Sequoia's 96 racks during installation (Photo: Lawrence Livermore National Laboratory)
Using LINPACK benchmarking, Sequoia was found to be approximately 55 percent faster than K, which achieved 10.51 petaflop/s to Sequoia's 16.32 petaflop/s (or 16,320,000,000,000,000 flop/s).

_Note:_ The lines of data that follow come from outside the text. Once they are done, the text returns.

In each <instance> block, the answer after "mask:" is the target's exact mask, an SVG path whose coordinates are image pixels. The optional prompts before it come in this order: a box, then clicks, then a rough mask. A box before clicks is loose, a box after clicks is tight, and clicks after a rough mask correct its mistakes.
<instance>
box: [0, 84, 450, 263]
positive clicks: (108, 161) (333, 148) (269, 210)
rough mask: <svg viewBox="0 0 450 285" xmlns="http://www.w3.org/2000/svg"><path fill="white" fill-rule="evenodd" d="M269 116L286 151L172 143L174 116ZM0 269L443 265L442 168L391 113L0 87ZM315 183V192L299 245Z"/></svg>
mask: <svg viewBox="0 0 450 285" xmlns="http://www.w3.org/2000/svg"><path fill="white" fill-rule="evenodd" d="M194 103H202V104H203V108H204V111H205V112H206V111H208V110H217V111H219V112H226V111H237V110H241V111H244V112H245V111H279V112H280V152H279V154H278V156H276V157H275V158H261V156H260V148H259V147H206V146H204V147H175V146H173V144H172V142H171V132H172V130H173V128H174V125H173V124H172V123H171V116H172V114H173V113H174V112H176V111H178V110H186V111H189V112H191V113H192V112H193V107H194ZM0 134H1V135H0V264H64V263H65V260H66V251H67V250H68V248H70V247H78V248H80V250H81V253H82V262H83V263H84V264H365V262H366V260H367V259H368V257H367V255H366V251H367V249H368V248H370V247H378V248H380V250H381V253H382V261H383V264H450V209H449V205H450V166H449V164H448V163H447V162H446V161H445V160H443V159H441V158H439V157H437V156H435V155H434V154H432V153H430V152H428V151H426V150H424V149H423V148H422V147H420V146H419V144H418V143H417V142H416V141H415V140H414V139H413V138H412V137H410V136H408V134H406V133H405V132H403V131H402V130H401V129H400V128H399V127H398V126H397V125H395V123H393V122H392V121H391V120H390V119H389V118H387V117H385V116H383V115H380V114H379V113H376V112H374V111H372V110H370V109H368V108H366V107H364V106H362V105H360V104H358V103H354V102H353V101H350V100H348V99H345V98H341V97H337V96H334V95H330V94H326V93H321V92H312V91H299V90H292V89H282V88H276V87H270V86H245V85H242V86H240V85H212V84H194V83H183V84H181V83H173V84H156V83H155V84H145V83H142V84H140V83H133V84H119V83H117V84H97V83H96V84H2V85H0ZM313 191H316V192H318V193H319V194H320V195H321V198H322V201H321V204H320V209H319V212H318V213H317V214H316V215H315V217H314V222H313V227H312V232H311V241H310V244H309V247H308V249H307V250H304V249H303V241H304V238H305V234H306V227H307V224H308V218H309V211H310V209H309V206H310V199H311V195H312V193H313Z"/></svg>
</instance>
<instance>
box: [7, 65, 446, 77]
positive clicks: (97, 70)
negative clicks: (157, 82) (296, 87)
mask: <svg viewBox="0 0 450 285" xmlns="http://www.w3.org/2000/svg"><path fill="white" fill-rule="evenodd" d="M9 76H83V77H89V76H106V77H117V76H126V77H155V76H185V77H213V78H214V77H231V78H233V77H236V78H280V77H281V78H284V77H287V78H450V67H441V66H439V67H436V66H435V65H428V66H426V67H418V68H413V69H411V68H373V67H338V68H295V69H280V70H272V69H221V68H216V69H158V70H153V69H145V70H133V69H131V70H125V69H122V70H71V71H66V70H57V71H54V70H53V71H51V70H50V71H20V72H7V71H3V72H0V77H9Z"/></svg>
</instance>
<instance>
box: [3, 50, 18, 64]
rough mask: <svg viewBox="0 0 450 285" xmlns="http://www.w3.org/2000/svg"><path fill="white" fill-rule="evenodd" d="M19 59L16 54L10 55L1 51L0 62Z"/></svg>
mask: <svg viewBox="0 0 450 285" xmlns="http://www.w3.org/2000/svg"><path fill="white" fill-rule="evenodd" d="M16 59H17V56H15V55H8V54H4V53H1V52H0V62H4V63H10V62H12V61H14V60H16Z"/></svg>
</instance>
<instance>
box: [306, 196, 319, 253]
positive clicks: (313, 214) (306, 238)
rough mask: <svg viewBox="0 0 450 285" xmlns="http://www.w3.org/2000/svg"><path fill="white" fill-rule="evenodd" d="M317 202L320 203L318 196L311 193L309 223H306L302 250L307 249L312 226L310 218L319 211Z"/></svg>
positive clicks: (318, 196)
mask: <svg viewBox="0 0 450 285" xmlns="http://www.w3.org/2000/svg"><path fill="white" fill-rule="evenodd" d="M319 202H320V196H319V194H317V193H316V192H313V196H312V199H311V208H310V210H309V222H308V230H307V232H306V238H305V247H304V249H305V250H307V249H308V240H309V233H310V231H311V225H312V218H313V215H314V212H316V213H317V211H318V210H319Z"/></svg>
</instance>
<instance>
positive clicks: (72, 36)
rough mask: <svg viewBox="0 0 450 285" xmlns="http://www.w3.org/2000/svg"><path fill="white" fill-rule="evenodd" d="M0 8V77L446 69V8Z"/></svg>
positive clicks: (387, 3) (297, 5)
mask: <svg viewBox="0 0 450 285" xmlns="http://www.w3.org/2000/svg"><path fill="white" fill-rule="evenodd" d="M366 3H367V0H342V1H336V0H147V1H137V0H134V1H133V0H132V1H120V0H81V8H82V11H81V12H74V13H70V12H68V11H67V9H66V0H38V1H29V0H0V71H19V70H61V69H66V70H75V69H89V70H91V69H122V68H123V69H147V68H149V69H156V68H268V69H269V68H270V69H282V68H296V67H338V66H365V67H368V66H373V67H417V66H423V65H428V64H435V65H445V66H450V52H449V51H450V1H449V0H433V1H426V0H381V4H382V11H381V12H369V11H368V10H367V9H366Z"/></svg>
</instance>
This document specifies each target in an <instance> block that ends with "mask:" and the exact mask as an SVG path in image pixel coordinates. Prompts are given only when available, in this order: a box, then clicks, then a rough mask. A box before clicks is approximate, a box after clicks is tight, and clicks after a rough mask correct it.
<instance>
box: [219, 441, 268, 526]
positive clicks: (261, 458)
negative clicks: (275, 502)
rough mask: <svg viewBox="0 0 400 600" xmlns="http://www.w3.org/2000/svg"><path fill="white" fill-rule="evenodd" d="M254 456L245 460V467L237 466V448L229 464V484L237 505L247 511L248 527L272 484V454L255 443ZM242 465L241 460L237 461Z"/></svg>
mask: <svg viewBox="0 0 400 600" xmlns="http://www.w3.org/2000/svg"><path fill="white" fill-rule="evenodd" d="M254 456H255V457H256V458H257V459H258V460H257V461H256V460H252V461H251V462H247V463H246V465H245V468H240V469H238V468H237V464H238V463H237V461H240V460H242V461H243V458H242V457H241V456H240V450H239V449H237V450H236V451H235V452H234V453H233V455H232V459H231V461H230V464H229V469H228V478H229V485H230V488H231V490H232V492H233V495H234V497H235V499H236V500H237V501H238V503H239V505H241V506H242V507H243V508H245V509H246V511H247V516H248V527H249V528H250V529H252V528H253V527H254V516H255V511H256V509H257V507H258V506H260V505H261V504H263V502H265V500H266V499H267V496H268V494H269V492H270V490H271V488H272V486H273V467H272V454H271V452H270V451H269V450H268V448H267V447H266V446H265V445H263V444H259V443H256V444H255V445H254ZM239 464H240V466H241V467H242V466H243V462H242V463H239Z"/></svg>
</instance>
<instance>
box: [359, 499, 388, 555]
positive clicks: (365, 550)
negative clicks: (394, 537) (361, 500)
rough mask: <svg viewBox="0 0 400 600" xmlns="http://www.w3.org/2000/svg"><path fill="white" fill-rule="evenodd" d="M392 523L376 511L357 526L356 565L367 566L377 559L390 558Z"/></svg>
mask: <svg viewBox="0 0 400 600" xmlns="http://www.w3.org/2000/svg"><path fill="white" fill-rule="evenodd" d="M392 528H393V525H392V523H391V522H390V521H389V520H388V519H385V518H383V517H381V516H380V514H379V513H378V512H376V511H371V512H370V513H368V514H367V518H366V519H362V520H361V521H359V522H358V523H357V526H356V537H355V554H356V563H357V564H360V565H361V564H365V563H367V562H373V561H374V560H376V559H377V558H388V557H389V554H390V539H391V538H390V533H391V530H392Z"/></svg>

Standing for floating point operations per second, flop/s are a more sophisticated measure of computer performance than instructions per second, representative of the scientific calculations such supercomputers are likely to perform.
Impressively, Sequoia is reportedly one of the most energy-efficient computers on the list, consuming 7.9 MW of power to K's 12.7 MW. This gives Sequoia an efficiency of approximately 2.07 teraflop/s/W to K's 0.83 teraflop/s/W. Lower power consumption is central to IBM's ongoing Blue Gene project.
The June 2012 top ten looks like this:
1. IBM: Sequoia (DOE Lawrence Livermore National Laboratory - USA)
2. Fujitsu: K (RIKEN Advanced Institute for Computational Science - Japan)
3. IBM: Mira (DOE/SC/Argonne National Laboratory - USA)
4. IBM: SuperMUC (Leibniz Rechenzentrum - Germany)
5. NUDT: Tianhe-1A (National Supercomputing Center in Tianjin - China)
6. Cray: Jaguar (DOE/SC/Oak Ridge National Laboratory - USA)
7. IBM: Fermi (CINECA - Italy)
8. IBM: JuQUEEN (Forschungszentrum Juelich - Germany)
9. Bull: Curie thin nodes (CEA/TGCC-GENCI - France)
10. Dawning: Nebulae (National Supercomputing Centre in Shenzhen - China)
Perhaps the most notable characteristic of the top ten is that IBM supercomputers make up half the list. This marks the first occasion a US computer has topped the list since November 2009.
Sequoia is used by the Department of Energy's National Nuclear Security Administration to help assess the USA's nuclear deterrent.